The most important thing is hope. Lying in that bed I had no hope. I had not a clue what was happening nor what was coming. In the days and months that followed, with blood sugars all over the place and repeated, constant infections, and reeling from being told my world would never be the same, I continued to have no hope. It was my husband who eventually told me that without hope there was no point.

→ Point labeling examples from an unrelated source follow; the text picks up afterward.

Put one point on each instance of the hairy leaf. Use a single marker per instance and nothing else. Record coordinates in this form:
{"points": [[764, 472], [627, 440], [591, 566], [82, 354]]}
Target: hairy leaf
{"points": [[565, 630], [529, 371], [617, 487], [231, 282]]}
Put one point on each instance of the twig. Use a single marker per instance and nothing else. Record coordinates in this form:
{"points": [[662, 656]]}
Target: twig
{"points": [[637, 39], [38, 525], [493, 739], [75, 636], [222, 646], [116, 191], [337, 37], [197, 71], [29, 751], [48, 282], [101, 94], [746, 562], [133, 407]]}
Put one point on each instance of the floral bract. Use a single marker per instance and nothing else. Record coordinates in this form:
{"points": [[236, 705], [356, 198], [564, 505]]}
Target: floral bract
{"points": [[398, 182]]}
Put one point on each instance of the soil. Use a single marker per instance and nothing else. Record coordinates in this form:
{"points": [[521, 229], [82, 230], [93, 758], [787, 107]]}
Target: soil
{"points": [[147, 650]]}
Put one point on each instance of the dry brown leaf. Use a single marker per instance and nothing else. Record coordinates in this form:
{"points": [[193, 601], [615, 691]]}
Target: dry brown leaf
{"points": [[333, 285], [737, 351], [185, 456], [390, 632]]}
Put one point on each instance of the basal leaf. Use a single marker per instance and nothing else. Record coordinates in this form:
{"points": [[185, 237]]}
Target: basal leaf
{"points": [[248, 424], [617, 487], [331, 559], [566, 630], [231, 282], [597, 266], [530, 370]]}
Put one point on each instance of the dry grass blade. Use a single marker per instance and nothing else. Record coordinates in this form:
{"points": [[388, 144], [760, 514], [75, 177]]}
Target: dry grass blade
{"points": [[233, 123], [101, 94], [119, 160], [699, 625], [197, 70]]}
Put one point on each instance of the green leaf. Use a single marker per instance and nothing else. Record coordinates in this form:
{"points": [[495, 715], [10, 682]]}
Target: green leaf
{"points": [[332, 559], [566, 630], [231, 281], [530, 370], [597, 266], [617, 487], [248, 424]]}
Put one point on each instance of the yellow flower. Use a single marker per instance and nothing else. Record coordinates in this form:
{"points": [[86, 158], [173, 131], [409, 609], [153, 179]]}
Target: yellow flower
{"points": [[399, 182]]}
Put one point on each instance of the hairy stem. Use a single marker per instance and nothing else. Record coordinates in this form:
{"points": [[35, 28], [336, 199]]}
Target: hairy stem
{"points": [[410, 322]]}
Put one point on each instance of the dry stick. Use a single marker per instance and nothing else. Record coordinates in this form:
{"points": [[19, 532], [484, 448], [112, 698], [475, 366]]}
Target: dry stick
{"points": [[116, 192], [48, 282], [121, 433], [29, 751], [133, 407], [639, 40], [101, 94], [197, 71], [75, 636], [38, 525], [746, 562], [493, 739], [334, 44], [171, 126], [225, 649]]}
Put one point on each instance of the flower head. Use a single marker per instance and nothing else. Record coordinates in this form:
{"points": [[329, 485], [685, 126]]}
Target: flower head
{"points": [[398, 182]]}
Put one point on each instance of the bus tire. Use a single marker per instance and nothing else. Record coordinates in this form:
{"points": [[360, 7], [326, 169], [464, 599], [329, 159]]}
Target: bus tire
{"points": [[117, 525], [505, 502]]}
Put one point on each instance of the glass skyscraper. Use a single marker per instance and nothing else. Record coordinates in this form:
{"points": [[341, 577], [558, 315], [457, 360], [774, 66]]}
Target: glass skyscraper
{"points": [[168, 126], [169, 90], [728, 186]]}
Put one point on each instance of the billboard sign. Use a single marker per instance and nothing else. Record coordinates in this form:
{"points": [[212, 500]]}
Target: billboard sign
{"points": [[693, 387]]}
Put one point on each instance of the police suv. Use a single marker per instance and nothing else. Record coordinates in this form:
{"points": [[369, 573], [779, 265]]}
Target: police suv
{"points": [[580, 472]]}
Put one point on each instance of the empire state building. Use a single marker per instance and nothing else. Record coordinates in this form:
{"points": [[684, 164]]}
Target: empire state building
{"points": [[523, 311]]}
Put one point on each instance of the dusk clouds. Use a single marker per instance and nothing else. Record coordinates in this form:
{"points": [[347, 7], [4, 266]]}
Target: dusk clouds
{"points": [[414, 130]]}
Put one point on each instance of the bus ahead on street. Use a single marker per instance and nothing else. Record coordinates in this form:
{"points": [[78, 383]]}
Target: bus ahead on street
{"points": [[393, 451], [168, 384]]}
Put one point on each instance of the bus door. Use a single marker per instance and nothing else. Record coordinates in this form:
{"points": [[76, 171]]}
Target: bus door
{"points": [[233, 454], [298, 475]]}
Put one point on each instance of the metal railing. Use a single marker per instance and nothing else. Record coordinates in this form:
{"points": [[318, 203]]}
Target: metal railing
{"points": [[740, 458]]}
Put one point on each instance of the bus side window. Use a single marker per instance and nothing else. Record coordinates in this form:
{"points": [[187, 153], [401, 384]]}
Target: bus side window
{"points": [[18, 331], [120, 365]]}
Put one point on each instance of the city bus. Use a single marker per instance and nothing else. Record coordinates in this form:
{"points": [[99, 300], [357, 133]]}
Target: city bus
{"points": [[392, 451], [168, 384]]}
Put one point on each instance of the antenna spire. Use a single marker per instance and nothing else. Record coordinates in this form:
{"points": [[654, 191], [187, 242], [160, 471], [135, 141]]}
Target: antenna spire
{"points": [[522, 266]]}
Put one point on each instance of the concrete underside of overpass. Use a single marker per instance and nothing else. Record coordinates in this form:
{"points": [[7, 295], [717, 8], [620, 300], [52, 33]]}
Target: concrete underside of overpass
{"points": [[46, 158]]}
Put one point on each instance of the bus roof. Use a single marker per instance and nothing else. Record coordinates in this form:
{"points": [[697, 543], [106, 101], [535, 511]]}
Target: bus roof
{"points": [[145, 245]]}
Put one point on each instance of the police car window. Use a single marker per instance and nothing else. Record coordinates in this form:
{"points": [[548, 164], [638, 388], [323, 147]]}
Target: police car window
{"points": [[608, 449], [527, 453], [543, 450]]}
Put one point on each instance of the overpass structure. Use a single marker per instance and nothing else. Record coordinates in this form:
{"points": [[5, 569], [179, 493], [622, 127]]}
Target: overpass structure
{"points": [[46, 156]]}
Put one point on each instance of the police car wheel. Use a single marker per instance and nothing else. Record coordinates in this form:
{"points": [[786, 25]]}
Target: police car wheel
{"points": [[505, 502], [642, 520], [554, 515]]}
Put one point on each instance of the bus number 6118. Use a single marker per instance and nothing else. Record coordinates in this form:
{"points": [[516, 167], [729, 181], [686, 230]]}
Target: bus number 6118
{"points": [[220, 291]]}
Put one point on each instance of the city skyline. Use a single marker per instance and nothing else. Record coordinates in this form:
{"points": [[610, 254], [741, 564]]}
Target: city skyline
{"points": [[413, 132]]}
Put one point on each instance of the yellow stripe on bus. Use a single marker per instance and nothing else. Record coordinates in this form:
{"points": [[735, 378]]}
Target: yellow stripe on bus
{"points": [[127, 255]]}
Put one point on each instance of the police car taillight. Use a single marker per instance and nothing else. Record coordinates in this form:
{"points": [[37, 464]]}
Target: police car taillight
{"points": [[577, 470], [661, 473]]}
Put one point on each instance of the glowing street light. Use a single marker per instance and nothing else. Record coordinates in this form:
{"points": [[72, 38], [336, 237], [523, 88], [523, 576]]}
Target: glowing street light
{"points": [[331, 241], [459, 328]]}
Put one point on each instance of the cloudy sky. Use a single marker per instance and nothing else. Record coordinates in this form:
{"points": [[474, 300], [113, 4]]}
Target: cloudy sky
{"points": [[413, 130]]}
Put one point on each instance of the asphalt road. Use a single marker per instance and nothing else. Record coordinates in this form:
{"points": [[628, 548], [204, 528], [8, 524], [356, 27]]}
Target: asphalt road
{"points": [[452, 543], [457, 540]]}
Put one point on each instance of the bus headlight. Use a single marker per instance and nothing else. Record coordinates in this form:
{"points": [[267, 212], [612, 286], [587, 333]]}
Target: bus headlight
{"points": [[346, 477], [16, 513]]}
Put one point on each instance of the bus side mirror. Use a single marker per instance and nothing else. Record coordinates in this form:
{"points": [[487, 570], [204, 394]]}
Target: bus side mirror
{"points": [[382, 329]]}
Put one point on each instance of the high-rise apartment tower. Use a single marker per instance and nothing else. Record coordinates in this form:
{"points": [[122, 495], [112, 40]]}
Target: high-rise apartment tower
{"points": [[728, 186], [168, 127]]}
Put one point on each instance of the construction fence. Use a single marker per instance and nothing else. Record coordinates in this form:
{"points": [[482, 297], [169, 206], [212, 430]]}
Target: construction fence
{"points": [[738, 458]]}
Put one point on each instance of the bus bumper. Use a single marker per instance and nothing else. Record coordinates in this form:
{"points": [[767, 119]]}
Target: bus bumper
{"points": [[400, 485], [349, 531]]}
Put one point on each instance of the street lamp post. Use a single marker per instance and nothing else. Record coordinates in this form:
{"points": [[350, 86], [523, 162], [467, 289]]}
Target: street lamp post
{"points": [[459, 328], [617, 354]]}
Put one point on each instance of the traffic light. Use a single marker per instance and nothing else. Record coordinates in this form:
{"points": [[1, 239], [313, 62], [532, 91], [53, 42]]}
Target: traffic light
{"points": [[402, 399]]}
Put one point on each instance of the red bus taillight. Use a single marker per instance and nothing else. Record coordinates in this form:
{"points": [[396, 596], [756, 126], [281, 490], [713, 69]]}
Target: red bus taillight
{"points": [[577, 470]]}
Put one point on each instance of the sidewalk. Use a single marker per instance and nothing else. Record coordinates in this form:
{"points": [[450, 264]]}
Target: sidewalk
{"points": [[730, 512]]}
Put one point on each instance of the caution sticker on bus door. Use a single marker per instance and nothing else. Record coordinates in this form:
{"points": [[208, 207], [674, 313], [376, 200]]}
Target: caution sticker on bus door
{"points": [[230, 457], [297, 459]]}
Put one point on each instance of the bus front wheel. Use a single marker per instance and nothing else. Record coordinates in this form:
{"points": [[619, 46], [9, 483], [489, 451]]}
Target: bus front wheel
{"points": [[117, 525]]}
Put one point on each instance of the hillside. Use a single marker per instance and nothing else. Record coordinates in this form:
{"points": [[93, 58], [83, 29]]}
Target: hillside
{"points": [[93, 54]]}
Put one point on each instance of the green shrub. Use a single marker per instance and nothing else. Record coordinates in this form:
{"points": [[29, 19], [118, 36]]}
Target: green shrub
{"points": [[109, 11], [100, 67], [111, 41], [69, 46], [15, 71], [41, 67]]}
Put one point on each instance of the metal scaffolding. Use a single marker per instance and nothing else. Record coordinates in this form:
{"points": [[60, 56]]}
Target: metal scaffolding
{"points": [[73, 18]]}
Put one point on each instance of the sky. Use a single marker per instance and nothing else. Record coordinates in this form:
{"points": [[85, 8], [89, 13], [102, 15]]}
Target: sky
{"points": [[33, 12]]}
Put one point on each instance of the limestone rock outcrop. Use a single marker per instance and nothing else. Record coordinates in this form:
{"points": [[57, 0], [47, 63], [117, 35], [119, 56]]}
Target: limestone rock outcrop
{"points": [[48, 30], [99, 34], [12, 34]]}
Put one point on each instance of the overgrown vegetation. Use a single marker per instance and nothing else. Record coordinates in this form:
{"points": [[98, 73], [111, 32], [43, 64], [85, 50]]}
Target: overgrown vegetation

We have nothing to aim for, to strive for, to live for. These needn’t be big hopes, they can be small. We all strive for happiness from external factors, waiting for it to come with the next job, the next this, the end of that. Find happiness in the small things, find it where you can, find it in yourself, in hope for the present and the future. Life is too short.

Surround yourself with those who love you and accept you as you are. Having love, like hope, is the most powerful drug. I’ve lost friends after my diagnosis and I’ve gained others I never knew could give so much. They and my family have been rallied round when I was at my lowest. We need to know we can lean on people and that we are accepted as who we are, even if that is at times not happy, or a bit blue, or maybe just quiet. I’m not very good at it but I’m learning. We don’t all have to be strong all the time.

Meditate and be mindful. If there is one thing you should start doing today it’s this. Download Headspace and start. If you won’t do that, then turn your phone off, be, stare, watch the clouds, go for a walk. Be present with your life, it’s the only one you have. Social media isn’t life; it’s an illusion of life. Live yours.

PS. Yes, I know. That’s five corners. I’m squaring my Pentagon.

PPS. Specifically relating to diabetes, go find the #gbdoc on Twitter, or some of the many Facebook groups, or your local Diabetes UK group. Knowing I was not alone was the single most helpful thing. Finding people who understood, who could help, and who just ‘knew’ what a juggle each day was. That was a lifesaver.